Abbie's twin sister, Eben's aunt Martha, has been, among other things, an acting coach in Hollywood. She worked with Beyoncé for the movie "Austin Powers in Goldmember.''
Eben's father, Jeff Britton, is a former scholarship basketball player at St. Francis (N.Y.) and Jacksonville who, at 22, read a book about the great masters of painting and, thus inspired, launched such a successful career that his work has been displayed in art galleries in New York City and Los Angeles.
If you saw the epic 1967 movie "Bonnie and Clyde'' and found the character of Blanche Barrow to be splendid, it is because Estelle Parsons won an Academy Award for that performance.
Estelle Parsons is Eben Britton's grandmother. Her father, Eben Parsons, was a Harvard man who became a New England attorney the same way his father did.
It is from this lineage of successful performers that Eben Britton has established his place in another notable lineage.

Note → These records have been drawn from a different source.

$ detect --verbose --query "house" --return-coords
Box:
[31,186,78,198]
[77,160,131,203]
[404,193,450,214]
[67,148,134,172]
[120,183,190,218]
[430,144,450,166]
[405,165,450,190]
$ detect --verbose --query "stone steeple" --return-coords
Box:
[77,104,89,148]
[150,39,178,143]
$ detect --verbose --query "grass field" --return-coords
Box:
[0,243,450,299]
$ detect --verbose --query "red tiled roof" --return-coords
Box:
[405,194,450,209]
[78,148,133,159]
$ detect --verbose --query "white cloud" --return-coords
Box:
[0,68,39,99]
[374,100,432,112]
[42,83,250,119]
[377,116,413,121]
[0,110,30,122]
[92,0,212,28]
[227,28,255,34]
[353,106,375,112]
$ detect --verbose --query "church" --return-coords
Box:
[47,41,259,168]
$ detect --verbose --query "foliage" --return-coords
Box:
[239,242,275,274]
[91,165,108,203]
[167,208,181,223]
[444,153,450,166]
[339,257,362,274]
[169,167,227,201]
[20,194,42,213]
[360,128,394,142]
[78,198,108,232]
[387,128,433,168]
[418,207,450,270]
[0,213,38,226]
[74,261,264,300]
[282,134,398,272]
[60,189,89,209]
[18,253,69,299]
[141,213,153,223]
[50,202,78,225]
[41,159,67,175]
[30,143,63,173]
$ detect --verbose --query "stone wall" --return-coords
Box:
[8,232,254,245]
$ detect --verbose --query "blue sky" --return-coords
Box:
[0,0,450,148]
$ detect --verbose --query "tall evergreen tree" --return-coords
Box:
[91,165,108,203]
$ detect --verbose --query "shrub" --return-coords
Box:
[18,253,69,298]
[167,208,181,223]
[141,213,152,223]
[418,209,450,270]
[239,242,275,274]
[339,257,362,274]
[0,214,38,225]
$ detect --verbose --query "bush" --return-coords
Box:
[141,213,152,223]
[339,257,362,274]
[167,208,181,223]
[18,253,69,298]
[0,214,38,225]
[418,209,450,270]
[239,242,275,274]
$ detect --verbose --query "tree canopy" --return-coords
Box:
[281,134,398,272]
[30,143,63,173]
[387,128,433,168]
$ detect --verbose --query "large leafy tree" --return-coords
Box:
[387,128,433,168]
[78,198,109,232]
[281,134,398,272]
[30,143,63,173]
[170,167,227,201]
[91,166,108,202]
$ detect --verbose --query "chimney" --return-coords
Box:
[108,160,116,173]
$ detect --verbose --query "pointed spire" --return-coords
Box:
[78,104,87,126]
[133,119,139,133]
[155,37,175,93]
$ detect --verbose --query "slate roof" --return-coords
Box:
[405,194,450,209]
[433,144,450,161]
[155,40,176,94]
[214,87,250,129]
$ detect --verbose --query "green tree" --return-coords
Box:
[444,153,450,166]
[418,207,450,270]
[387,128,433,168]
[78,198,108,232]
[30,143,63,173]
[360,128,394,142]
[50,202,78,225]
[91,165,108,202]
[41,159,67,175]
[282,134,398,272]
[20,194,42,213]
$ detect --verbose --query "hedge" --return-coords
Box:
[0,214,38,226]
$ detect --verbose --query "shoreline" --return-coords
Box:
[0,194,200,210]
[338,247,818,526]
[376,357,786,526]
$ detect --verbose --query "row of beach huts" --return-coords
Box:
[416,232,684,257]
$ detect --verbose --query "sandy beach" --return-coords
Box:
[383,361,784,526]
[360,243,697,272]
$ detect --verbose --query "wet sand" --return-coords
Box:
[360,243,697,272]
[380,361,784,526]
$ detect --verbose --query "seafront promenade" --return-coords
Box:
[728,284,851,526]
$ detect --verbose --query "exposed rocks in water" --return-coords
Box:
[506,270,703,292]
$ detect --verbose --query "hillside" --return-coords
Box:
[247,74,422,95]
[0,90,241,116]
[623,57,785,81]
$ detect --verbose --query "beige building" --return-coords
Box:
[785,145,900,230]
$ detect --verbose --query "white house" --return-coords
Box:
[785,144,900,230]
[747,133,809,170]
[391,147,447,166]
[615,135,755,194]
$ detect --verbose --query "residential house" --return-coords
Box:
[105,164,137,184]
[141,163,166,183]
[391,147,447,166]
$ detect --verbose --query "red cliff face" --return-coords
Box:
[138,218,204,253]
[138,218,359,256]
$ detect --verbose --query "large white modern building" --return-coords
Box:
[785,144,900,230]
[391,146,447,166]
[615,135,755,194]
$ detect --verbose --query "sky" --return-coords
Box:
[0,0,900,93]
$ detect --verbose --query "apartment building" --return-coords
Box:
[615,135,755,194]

The junior from Burbank, Calif., is poised to take his place among the most distinguished offensive lineman in UA football history — Tom Greenfield, Bill Lueck, Joe Tofflemire, Glenn Parker and John Fina among them — but it hasn't created a look-at-me, I'm-a-star persona.
"He's an intense guy on the field, a very good football player," UA junior center Blake Kerley says. "But off the field he's just a big old goofball."
If you ask Britton about his upbringing, he doesn't bite.
Wasn't your grandmother a regular on the TV sitcom "Roseanne," you ask?
"When I was a kid, I went with my brother to a filming session and met John Goodman and some other people,'' he says. "It was OK.''
Britton did not alert the UA media relations department to his family's background. In his media guide bio, it says, economically, he "comes from a family of athletes, actors, writers and painters.''
Britton is about to be discovered on a much larger stage.
With routine progress from his outstanding sophomore season (he was a second-team All-Pac-10 right tackle), Britton projects as a first-team selection who could receive All-America attention.
He is big enough (6 feet 6 inches, 305 pounds) and has such good mobility, footwork and speed — not to mention an on-field mean streak, which might be as important as all other variables — that he projects as a first-round NFL draft pick.
He was asked if he remembers getting overwhelmed as a freshman starter in 2006.
"No,'' he says, flatly.
He adds that he plays with "a chip on my shoulder.''
Perhaps he gets some of that drive from his grandmother, an American Theater Hall of Famer who at 80 is still a regular on Broadway. The New York Times recently referred to her as "imperturbable.''
"You have to go out there and deliver the goods in every performance,'' she told the newspaper. "Nothing compares with facing 700 people in the theatre.''
Britton will begin his junior season at left tackle, the most prominent position on the offensive line. UA coach Mike Stoops suggested that Britton revels in taking ownership of the group.
"We've taken a lot of guff,'' Britton says, a reference to an '06 season in which quarterback Willie Tuitama suffered a series of concussions and sacks that essentially cost Arizona a winning season. "It was all our fault. Whatever. That stuff really takes a toll on a young guy.
"It's tough being an offensive lineman. You get all of the blame and none of the glory. It goes without saying that you've got to be a pretty tough guy. But you can't let that affect you in a negative way. You sweep it aside and take some things as motivation.''
Among the many works of Eben's artistic father, Jeff, is a 12-inch-by-36-inch oil painting of the Los Angeles Coliseum. He also drew, in pencil, a much larger view of the Coliseum last year, about the time Arizona led the mighty Trojans there 13-10 in the fourth quarter.
Although Jeff Britton did not indicate a score, both of the paintings depict scoreboards at the Coliseum.
Perhaps, like the UA's '08 football season, it is left to the imagination. With Eben Britton at left tackle, the Wildcats are finally in position to imagine some happy endings.